Chatbots have been very high profile overseas in the last year. A number of banks and insurers have tried to build their own chatbots but are now looking to partner with businesses like FinChatBot as this allows them to radically cut costs without impacting the customer experience. In addition, chatbot intelligence is advancing quickly, which increases the appeal.
South Africa’s FICA bill was a long time coming and it was eventually passed last year. It means that we have moved from a rules based to a risk based FICA approach. Banks have been nervous of adopting any digital FICA processes until the bill was promulgated but now they need to embrace a risk based approach. Two digital banks - CBA Tyme and Discovery - will put other banks under pressure by using digital FICA processes. Banks need to radically reduce their costs and migrate to digital channels if they hope to compete. Precedents are being set and the SA Reserve Bank is signing off on these processes so there is no reason not to adopt digital FICA. Mama Money, for instance, allows you to FICA by taking a selfie.
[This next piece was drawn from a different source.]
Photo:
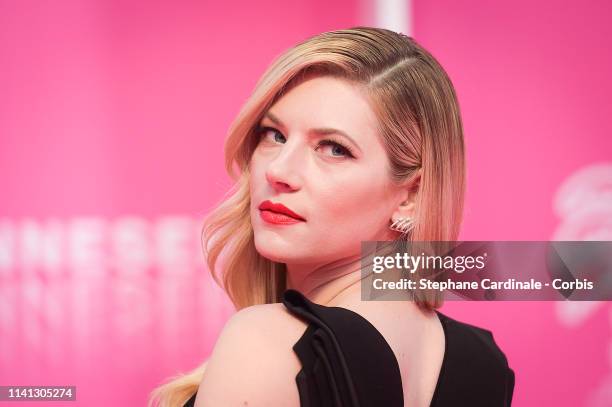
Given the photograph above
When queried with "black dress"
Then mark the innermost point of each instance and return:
(347, 362)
This focus on digital FICA augurs well for players like ThisIsMe and DocFox.
Fintechs that enhance convenience will gain traction. Players like Walletdoc, Karri, Zapper, and SnapScan will continue to gain traction because they solve a very specific pain point for customers. The banks will try to enhance their apps but if you get used to paying bills with Walletdoc you will continue to do so and if you don’t like sending your children to school with money, you will continue using the Karri app.
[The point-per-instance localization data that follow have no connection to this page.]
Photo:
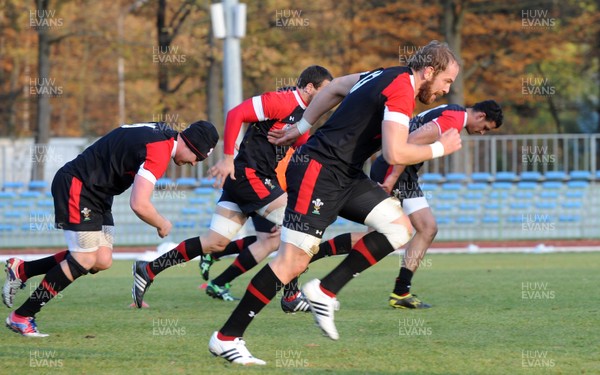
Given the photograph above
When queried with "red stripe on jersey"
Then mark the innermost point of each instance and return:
(183, 251)
(258, 294)
(333, 248)
(307, 187)
(451, 119)
(74, 197)
(48, 287)
(257, 185)
(361, 248)
(236, 263)
(158, 155)
(400, 95)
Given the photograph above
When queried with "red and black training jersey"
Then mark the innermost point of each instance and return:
(446, 117)
(353, 133)
(109, 166)
(271, 110)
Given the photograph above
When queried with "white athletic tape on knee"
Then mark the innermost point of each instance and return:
(224, 226)
(276, 216)
(411, 205)
(309, 244)
(381, 219)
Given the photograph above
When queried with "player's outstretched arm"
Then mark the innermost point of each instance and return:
(142, 206)
(397, 150)
(327, 98)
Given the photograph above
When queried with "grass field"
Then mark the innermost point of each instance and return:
(492, 314)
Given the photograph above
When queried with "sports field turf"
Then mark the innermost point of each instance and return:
(492, 314)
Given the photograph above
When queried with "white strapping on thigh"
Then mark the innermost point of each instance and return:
(411, 205)
(382, 217)
(83, 242)
(308, 243)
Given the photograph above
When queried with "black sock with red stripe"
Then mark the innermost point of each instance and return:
(40, 266)
(368, 250)
(338, 245)
(54, 282)
(185, 251)
(291, 289)
(403, 282)
(244, 262)
(261, 290)
(235, 247)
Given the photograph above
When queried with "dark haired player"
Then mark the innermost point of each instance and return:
(83, 189)
(325, 179)
(249, 184)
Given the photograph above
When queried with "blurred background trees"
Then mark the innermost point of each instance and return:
(60, 73)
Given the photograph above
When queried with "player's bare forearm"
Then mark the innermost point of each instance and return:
(330, 96)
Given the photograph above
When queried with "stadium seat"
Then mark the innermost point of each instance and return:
(448, 196)
(506, 176)
(580, 175)
(519, 205)
(450, 186)
(469, 206)
(186, 182)
(575, 194)
(476, 186)
(549, 194)
(37, 185)
(523, 195)
(473, 196)
(502, 186)
(555, 176)
(206, 181)
(456, 177)
(578, 184)
(204, 191)
(432, 177)
(491, 206)
(30, 195)
(481, 177)
(546, 205)
(465, 220)
(572, 205)
(162, 183)
(526, 185)
(490, 220)
(531, 176)
(13, 185)
(552, 185)
(441, 220)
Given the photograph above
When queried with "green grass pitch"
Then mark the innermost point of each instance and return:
(492, 314)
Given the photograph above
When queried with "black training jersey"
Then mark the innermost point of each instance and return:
(446, 117)
(271, 110)
(109, 166)
(353, 133)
In 2017 we saw the launch of a mainstream robo advisor, OUTvest which offers a great customer experience. We will start to see more robo advisors coming on stream. The younger market wants slick and convenient processes to capture savings and investments. I also expect there will be an increased interest in passive fund managers like Coreshares as there is kickback against high fees. We see a drive towards efficiency, simplicity and low cost – people love the Easy Equities platform and experience.